11th Grade University High Student Ruth Welch on working with WILL Youth Outreach programs
Have you ever met an 8th grader whose knowledge of segregation and racism stems from conversations with people who experienced the repercussions of the1954 Brown v Board of Education case firsthand? Have you ever encountered a 9th grader who could tell you what a genetic algorithm is? Have you ever come across a 10th grader who could tell you about the struggles and triumphs of the Jewish population in his or her community? Have you ever met an 11th grader who knows that journalism is about so much more than writing editorials or sharing the results of the latest basketball game? If not, then you certainly haven't talked to the teens who have been lucky enough to work with WILL on one or more of its numerous youth outreach projects.
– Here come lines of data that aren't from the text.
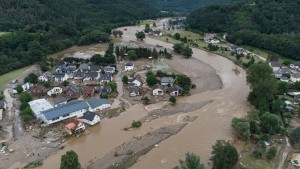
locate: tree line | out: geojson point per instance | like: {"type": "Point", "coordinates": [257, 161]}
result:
{"type": "Point", "coordinates": [268, 25]}
{"type": "Point", "coordinates": [39, 28]}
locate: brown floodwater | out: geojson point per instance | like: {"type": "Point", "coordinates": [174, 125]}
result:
{"type": "Point", "coordinates": [213, 122]}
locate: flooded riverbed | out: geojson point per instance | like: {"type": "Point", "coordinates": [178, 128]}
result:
{"type": "Point", "coordinates": [213, 120]}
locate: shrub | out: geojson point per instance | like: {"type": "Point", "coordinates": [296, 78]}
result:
{"type": "Point", "coordinates": [136, 124]}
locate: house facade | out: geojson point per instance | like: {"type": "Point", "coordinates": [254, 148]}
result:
{"type": "Point", "coordinates": [72, 109]}
{"type": "Point", "coordinates": [54, 91]}
{"type": "Point", "coordinates": [158, 90]}
{"type": "Point", "coordinates": [90, 118]}
{"type": "Point", "coordinates": [129, 66]}
{"type": "Point", "coordinates": [98, 104]}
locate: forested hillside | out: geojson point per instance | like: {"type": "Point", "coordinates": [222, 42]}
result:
{"type": "Point", "coordinates": [185, 5]}
{"type": "Point", "coordinates": [272, 25]}
{"type": "Point", "coordinates": [40, 27]}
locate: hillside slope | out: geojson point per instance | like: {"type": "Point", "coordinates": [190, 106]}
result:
{"type": "Point", "coordinates": [185, 5]}
{"type": "Point", "coordinates": [272, 25]}
{"type": "Point", "coordinates": [41, 27]}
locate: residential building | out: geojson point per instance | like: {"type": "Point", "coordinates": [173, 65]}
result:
{"type": "Point", "coordinates": [158, 90]}
{"type": "Point", "coordinates": [98, 104]}
{"type": "Point", "coordinates": [84, 67]}
{"type": "Point", "coordinates": [129, 66]}
{"type": "Point", "coordinates": [107, 77]}
{"type": "Point", "coordinates": [135, 91]}
{"type": "Point", "coordinates": [78, 75]}
{"type": "Point", "coordinates": [75, 108]}
{"type": "Point", "coordinates": [54, 91]}
{"type": "Point", "coordinates": [167, 81]}
{"type": "Point", "coordinates": [3, 105]}
{"type": "Point", "coordinates": [59, 101]}
{"type": "Point", "coordinates": [174, 90]}
{"type": "Point", "coordinates": [38, 106]}
{"type": "Point", "coordinates": [284, 79]}
{"type": "Point", "coordinates": [37, 90]}
{"type": "Point", "coordinates": [73, 126]}
{"type": "Point", "coordinates": [135, 82]}
{"type": "Point", "coordinates": [88, 91]}
{"type": "Point", "coordinates": [90, 118]}
{"type": "Point", "coordinates": [295, 77]}
{"type": "Point", "coordinates": [95, 68]}
{"type": "Point", "coordinates": [275, 65]}
{"type": "Point", "coordinates": [61, 77]}
{"type": "Point", "coordinates": [72, 91]}
{"type": "Point", "coordinates": [45, 77]}
{"type": "Point", "coordinates": [108, 69]}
However, if you were to meet me, an 11th grader at University Laboratory High School who has participated in three WILL youth outreach programs, you would be able to answer yes to all of the above questions. In my three years working with WILL, I have met people whose childhoods were shaped by the outcome of the 1954 Brown v Board of Education case. I've heard the stories of people who have endured derision and ridicule because of their religious beliefs. And I would be thrilled to tell you about the myriad of ways in which genetic algorithms influence your life daily. Working with my community's public radio station has transformed me into a more aware and worldly individual, a transformation that many people do not undergo prior to college.
Working with WILL has also taught me what radio journalism is really about: connecting with people. Of course, I have also learned all about the technological aspects of radio journalism: I know how to edit interviews, write scripts, and voice programs. But the most valuable thing that my experiences with WILL have taught me is how to connect with people, no matter how different they may be from me. This ability is sure to be invaluable no matter what my future career path. I do not believe that I could have learned this skill so thoroughly anywhere but at my community's public radio station.
As a junior in high school, I'm not sure what I want to do with the rest of my life. But working with WILL has certainly given me people skills that I will need wherever I go. Furthermore, my experiences at WILL have instilled in me a love of people and their stories that may very well prompt me to enter the field of journalism. What I have learned at my public radio station has prepared me for whatever field I choose to pursue, and I hope that many more high school students will have the opportunity that I have had.